Filoviruses, including marburgviruses and ebolaviruses, have a single transmembrane glycoprotein (GP) that facilitates their entry into cells. During entry, GP needs to be cleaved by host proteases to expose the receptor-binding site that binds to the endosomal receptor Niemann-Pick C1 (NPC1) protein. The crystal structure analysis of the cleaved GP (GPcl) of Ebola virus (EBOV) in complex with human NPC1 has demonstrated that NPC1 has two protruding loops (loops 1 and 2), which engage a hydrophobic pocket on the head of EBOV GPcl. However, the molecular interactions between NPC1 and the GPcl of other filoviruses remain unexplored. In the present study, we performed molecular modeling and molecular dynamics simulations of NPC1 complexed with GPcls of two ebolaviruses, EBOV and Sudan virus (SUDV), and one marburgvirus, Ravn virus (RAVV).
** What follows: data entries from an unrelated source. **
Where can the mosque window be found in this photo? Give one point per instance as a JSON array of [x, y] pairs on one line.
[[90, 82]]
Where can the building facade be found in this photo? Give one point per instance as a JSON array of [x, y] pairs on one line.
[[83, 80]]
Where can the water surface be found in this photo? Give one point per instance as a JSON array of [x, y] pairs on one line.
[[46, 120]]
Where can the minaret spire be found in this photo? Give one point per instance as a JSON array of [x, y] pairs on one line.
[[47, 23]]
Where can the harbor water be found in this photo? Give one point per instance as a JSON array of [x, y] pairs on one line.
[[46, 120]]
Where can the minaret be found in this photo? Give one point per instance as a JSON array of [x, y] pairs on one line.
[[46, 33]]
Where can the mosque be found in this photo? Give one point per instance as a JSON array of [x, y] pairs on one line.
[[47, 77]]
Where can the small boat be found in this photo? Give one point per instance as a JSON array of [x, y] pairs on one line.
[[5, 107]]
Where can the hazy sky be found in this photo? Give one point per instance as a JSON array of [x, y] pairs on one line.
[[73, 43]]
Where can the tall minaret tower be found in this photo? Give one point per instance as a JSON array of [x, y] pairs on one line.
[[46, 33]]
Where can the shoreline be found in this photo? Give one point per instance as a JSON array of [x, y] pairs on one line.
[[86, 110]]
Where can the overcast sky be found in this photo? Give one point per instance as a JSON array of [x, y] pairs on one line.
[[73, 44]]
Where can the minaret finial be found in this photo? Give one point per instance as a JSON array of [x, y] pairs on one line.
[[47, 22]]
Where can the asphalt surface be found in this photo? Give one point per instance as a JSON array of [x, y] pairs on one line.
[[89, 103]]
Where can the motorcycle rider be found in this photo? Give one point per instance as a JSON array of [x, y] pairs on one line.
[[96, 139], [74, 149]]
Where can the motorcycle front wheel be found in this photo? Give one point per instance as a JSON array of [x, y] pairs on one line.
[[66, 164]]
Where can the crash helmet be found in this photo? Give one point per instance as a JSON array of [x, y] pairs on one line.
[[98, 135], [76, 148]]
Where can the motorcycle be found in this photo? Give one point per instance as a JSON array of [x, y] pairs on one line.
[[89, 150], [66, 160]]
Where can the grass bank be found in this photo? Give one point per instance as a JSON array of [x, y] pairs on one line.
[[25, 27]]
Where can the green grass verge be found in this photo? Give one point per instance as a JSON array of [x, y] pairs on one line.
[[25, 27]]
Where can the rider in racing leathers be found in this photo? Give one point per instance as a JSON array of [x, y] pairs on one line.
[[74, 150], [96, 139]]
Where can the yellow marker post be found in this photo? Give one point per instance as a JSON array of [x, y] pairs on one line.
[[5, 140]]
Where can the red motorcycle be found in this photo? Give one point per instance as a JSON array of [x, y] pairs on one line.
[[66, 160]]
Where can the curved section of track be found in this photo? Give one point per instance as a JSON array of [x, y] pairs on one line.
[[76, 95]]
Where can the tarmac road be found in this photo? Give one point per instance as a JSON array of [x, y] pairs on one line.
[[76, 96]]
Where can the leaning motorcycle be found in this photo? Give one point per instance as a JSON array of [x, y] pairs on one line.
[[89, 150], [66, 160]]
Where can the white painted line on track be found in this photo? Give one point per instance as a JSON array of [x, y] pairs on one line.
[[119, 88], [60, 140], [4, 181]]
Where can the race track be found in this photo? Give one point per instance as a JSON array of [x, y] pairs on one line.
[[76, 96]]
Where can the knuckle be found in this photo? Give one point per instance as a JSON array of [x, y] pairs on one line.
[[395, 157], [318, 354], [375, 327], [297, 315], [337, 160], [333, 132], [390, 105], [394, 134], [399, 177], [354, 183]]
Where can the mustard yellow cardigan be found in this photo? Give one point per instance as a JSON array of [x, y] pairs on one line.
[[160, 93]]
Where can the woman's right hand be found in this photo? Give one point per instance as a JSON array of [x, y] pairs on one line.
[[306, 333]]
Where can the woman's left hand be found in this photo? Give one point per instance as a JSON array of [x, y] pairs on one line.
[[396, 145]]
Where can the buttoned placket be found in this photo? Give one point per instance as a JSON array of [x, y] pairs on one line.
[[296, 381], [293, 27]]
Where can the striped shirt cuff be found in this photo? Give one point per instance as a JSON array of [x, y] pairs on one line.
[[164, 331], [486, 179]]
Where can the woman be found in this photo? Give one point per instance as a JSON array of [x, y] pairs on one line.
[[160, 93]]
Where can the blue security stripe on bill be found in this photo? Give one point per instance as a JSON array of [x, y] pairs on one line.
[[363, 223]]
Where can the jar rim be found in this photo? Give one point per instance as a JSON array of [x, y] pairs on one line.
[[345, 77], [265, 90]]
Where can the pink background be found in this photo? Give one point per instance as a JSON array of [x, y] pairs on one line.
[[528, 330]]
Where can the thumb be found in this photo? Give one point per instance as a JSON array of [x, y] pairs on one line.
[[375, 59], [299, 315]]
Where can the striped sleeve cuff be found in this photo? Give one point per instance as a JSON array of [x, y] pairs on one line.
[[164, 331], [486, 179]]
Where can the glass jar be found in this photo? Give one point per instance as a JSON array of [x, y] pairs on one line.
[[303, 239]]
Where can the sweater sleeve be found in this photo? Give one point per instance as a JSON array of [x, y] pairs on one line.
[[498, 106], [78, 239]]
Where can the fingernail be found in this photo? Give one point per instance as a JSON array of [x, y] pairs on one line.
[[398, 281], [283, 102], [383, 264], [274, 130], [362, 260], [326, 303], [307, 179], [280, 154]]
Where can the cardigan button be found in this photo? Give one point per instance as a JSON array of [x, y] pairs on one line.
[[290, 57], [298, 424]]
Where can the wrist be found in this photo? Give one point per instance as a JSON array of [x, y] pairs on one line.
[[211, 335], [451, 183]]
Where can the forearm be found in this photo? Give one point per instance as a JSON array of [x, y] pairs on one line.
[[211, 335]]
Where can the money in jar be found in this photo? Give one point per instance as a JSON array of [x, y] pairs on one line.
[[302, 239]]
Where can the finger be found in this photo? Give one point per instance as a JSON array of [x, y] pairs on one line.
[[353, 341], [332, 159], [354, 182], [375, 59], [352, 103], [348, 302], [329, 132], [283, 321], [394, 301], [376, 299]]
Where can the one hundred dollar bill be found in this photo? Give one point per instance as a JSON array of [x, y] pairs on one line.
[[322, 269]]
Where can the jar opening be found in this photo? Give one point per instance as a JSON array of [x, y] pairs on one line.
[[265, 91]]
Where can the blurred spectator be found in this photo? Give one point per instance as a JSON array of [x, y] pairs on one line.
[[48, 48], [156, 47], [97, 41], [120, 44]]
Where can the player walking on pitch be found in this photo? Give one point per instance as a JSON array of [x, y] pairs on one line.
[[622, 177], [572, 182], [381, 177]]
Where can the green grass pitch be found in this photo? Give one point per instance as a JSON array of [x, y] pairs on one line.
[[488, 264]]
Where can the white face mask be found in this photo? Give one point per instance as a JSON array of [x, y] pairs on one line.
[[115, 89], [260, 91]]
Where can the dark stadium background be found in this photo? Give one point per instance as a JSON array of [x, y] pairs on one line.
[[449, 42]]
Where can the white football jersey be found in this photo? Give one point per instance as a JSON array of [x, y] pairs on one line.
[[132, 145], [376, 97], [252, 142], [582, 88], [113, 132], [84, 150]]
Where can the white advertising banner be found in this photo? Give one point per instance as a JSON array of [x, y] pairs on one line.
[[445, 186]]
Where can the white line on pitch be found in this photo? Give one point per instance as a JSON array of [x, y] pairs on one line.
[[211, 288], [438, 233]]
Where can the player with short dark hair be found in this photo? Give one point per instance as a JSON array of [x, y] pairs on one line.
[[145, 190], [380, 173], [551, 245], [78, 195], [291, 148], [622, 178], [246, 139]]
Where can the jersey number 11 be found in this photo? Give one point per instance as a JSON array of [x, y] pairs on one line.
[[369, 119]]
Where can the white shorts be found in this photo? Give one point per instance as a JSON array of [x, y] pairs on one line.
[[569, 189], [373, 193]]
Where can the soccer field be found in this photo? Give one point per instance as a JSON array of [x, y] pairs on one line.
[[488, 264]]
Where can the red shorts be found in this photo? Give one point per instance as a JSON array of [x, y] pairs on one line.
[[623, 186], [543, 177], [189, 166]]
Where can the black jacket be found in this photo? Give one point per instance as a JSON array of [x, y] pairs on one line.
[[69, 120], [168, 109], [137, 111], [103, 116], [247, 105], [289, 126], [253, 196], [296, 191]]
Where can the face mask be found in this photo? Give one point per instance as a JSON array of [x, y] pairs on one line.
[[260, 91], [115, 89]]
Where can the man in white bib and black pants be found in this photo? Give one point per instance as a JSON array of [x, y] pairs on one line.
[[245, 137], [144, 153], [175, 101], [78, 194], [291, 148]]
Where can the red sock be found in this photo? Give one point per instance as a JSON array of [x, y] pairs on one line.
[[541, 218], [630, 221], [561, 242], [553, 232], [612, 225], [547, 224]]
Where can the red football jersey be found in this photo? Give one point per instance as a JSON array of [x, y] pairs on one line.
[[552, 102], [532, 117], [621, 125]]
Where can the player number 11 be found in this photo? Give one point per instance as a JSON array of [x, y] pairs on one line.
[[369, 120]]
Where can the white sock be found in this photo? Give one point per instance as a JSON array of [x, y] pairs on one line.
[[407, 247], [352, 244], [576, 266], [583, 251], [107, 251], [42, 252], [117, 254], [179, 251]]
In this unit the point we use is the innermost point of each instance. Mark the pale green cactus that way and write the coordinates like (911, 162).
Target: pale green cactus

Similar binding structures were observed in the GPcl-NPC1 complexes of EBOV and SUDV, which differed from that of RAVV. Specifically, in the RAVV GPcl-NPC1 complex, the tip of loop 2 was closer to the pocket edge comprising residues at positions 79-88 of GPcl; the root of loop 1 was predicted to interact with P116 and Q144 of GPcl. Furthermore, in the SUDV GPcl-NPC1 complex, the tip of loop 2 was slightly closer to the residue at position 141 than those in the EBOV and RAVV GPcl-NPC1 complexes. These structural differences may affect the size and/or shape of the receptor-binding pocket of GPcl. Our structural models could provide useful information for improving our understanding the differences in host preference among filoviruses as well as contributing to structure-based drug design.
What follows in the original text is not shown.